There’s nothing drab about John Daly — not his wardrobe, not his ball-striking and certainly not his interviews.
In preparation for this week’s Hoag Classic in Newport Beach, California, Daly was asked about the prospect of being a role model. As you might expect from the two-time major champion, he didn’t mince words.
“Well, if you look at me as a role model, if you do the opposite of John Daly, you’re going to do really well in life. That’s the only way I can answer that,” he said.
Daly — who has a new album coming out later this week entitled “Whiskey and Water” featuring the likes of longtime friend Willie Nelson — isn’t the same guy who could flail at everything and outhit the longest players. His health is a constant issue, between now-benign bladder cancer and a shoulder that simply hasn’t healed.
In fact, Daly said he has learned to play golf with a shoulder that isn’t just ailing, but permanently separated.
“It’s separated. I just play with it separated, that’s how I get a nice cut out there. I just don’t hit it anywhere anymore.” Daly said. “Sometimes it will pop back into place and I have to pop it back out.”
The shoulder hasn’t slowed him completely, however. Daly and his son, John II, poured in 13 birdies and an eagle en route to shooting 15-under 57 in the two-person scramble format at the PNC Championship in December.

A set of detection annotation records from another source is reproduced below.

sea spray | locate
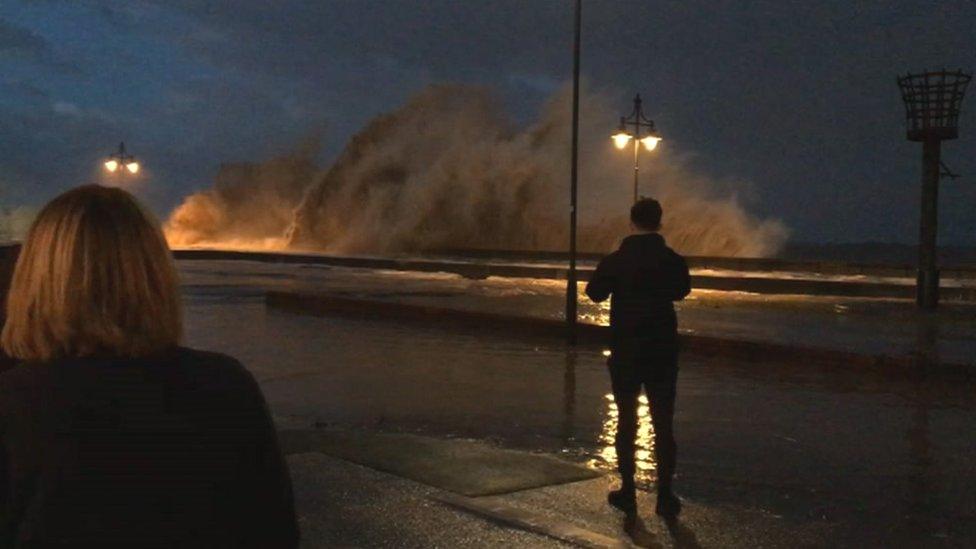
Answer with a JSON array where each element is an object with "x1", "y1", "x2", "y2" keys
[{"x1": 166, "y1": 85, "x2": 786, "y2": 256}]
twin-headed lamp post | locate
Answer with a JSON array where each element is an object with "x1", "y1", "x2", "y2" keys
[
  {"x1": 612, "y1": 94, "x2": 661, "y2": 202},
  {"x1": 105, "y1": 142, "x2": 139, "y2": 175}
]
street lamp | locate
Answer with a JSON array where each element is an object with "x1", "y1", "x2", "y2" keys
[
  {"x1": 610, "y1": 94, "x2": 661, "y2": 202},
  {"x1": 105, "y1": 142, "x2": 140, "y2": 175}
]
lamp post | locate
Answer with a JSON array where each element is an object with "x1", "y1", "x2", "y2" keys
[
  {"x1": 611, "y1": 94, "x2": 661, "y2": 202},
  {"x1": 898, "y1": 69, "x2": 972, "y2": 310},
  {"x1": 566, "y1": 0, "x2": 583, "y2": 345},
  {"x1": 105, "y1": 142, "x2": 140, "y2": 175}
]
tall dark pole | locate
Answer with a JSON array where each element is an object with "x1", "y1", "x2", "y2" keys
[
  {"x1": 566, "y1": 0, "x2": 583, "y2": 345},
  {"x1": 897, "y1": 69, "x2": 973, "y2": 310},
  {"x1": 634, "y1": 138, "x2": 640, "y2": 204},
  {"x1": 915, "y1": 139, "x2": 942, "y2": 309}
]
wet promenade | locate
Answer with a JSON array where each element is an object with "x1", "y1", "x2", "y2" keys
[{"x1": 181, "y1": 263, "x2": 976, "y2": 546}]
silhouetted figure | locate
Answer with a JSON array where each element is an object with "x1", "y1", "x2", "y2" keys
[
  {"x1": 0, "y1": 185, "x2": 298, "y2": 548},
  {"x1": 586, "y1": 198, "x2": 691, "y2": 516}
]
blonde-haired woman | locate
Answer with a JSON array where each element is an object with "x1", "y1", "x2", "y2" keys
[{"x1": 0, "y1": 185, "x2": 298, "y2": 548}]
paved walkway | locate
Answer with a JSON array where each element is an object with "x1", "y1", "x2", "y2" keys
[{"x1": 288, "y1": 438, "x2": 831, "y2": 548}]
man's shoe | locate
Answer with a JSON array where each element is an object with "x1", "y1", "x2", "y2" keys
[
  {"x1": 607, "y1": 488, "x2": 637, "y2": 515},
  {"x1": 655, "y1": 490, "x2": 681, "y2": 517}
]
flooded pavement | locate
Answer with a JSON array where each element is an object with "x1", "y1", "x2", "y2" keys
[
  {"x1": 186, "y1": 264, "x2": 976, "y2": 546},
  {"x1": 178, "y1": 260, "x2": 976, "y2": 366}
]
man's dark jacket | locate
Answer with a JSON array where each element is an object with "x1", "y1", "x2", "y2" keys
[
  {"x1": 0, "y1": 348, "x2": 298, "y2": 548},
  {"x1": 586, "y1": 233, "x2": 691, "y2": 345}
]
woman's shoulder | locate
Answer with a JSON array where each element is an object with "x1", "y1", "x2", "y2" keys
[{"x1": 169, "y1": 347, "x2": 257, "y2": 387}]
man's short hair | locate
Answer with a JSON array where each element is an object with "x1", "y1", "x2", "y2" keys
[{"x1": 630, "y1": 198, "x2": 662, "y2": 231}]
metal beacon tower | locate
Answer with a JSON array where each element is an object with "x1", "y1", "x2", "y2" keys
[{"x1": 898, "y1": 69, "x2": 972, "y2": 310}]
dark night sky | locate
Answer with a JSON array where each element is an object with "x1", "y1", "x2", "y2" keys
[{"x1": 0, "y1": 0, "x2": 976, "y2": 244}]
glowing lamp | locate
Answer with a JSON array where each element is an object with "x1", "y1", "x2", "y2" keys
[
  {"x1": 611, "y1": 131, "x2": 631, "y2": 149},
  {"x1": 641, "y1": 135, "x2": 661, "y2": 151}
]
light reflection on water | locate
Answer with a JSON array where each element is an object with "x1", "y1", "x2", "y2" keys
[{"x1": 589, "y1": 393, "x2": 657, "y2": 484}]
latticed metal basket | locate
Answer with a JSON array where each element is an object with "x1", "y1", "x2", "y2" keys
[{"x1": 898, "y1": 69, "x2": 972, "y2": 141}]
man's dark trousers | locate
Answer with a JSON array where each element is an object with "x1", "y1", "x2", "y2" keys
[{"x1": 609, "y1": 339, "x2": 678, "y2": 490}]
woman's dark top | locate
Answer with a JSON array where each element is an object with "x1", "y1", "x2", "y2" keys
[{"x1": 0, "y1": 348, "x2": 298, "y2": 548}]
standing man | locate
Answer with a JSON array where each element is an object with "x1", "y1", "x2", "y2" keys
[{"x1": 586, "y1": 198, "x2": 691, "y2": 517}]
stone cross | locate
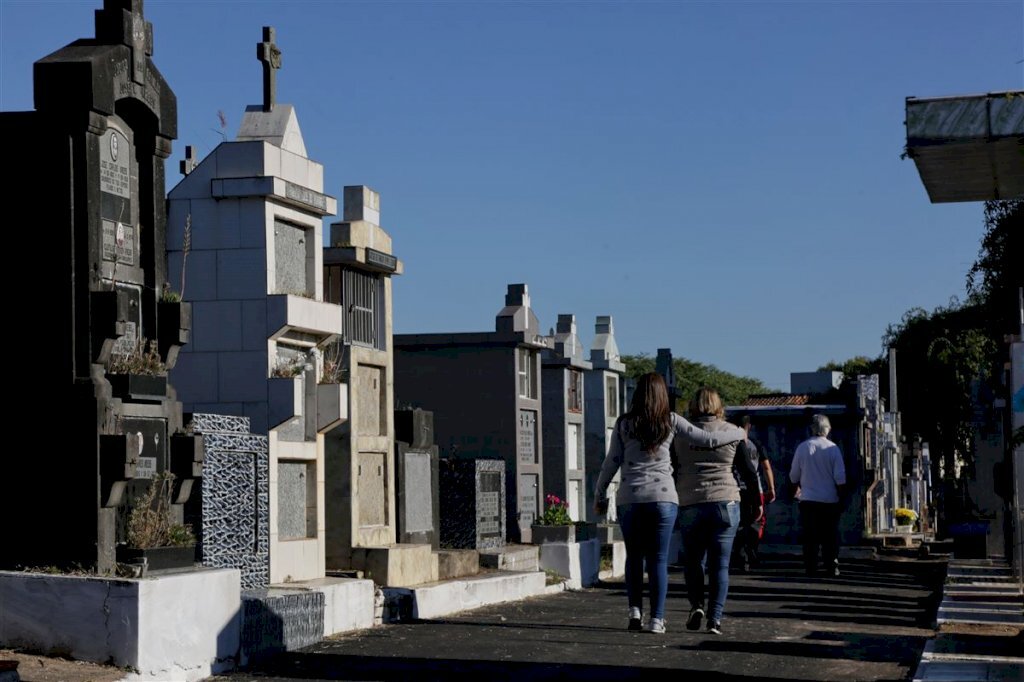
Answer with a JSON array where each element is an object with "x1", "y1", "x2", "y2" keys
[
  {"x1": 96, "y1": 0, "x2": 153, "y2": 85},
  {"x1": 256, "y1": 26, "x2": 281, "y2": 112},
  {"x1": 178, "y1": 144, "x2": 196, "y2": 175}
]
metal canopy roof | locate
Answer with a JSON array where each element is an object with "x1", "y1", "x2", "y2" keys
[{"x1": 906, "y1": 90, "x2": 1024, "y2": 204}]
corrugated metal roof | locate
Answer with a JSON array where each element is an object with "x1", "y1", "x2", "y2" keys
[
  {"x1": 905, "y1": 90, "x2": 1024, "y2": 204},
  {"x1": 743, "y1": 393, "x2": 811, "y2": 408}
]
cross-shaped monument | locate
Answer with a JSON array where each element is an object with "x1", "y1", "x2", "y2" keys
[
  {"x1": 178, "y1": 144, "x2": 197, "y2": 175},
  {"x1": 256, "y1": 26, "x2": 281, "y2": 112},
  {"x1": 96, "y1": 0, "x2": 152, "y2": 85}
]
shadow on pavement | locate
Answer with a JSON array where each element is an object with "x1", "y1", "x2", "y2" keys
[
  {"x1": 678, "y1": 632, "x2": 927, "y2": 665},
  {"x1": 253, "y1": 653, "x2": 806, "y2": 682}
]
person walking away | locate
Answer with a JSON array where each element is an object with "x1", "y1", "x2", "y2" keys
[
  {"x1": 729, "y1": 421, "x2": 765, "y2": 572},
  {"x1": 790, "y1": 415, "x2": 846, "y2": 577},
  {"x1": 674, "y1": 387, "x2": 753, "y2": 635},
  {"x1": 731, "y1": 415, "x2": 775, "y2": 571},
  {"x1": 594, "y1": 372, "x2": 743, "y2": 634}
]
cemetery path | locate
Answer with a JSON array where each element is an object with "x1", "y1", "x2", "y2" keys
[{"x1": 211, "y1": 556, "x2": 944, "y2": 682}]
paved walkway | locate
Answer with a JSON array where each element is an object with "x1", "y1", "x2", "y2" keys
[{"x1": 209, "y1": 556, "x2": 991, "y2": 682}]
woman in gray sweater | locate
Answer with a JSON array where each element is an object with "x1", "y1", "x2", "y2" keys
[
  {"x1": 674, "y1": 388, "x2": 757, "y2": 635},
  {"x1": 594, "y1": 372, "x2": 745, "y2": 633}
]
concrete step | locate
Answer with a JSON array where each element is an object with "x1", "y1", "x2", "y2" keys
[
  {"x1": 384, "y1": 571, "x2": 547, "y2": 623},
  {"x1": 913, "y1": 660, "x2": 1024, "y2": 682},
  {"x1": 434, "y1": 550, "x2": 480, "y2": 581},
  {"x1": 479, "y1": 545, "x2": 541, "y2": 571},
  {"x1": 921, "y1": 633, "x2": 1024, "y2": 665}
]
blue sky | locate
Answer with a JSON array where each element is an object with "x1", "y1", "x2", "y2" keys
[{"x1": 0, "y1": 0, "x2": 1024, "y2": 390}]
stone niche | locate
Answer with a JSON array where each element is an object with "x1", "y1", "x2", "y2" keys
[{"x1": 438, "y1": 459, "x2": 506, "y2": 550}]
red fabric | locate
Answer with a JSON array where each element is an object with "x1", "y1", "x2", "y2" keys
[{"x1": 754, "y1": 493, "x2": 768, "y2": 540}]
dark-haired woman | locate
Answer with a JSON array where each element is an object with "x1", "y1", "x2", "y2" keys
[{"x1": 594, "y1": 372, "x2": 745, "y2": 634}]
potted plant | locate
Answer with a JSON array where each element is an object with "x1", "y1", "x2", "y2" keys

The 36-hole total of 27-under 117 was two strokes better than Tiger and Charlie Woods, breaking the previous tournament scoring record set by Davis Love III/Dru Love in 2018 by one stroke, and earned Team Daly the red-leather Willie Park winner’s belts.
So, he can still play, when all the pieces are in working order. But Daly admits he never knows if that’ll be the case when he wakes up.
“Some days are good, some days are bad,” Daly said. “Some days I feel like Superman, some days I feel like Jimmy Hoffa six feet under.”
Daly can still hit just under 300 yards, but while that once marked one of the longest balls on Tour, it’s now overshadowed by the masses. And while the former University of Arkansas star is pleased to have helped push the driving limits, he also said the game still revolves around those who convert when they get close to the green.
“When I came up you heard of long drivers being in long drive championships. Remax sponsored it and you had guys that could hit it 420, 450, almost to 500 yards. When I came out it was me, Freddie Couples, Davis Love. It wasn’t — like nobody really heard of guys hitting it really long except for us three,” Daly said. “The game of golf was always around the short game and the middle irons. When I came out, hopefully I changed it a little bit. But the bottom line, it still doesn’t matter, the guys are scoring because of the way they’re chipping and putting and all that, but now there’s probably 50 guys that could hit it over 350 yards on the PGA Tour.
“It’s great to see, but they’re still chipping and putting.”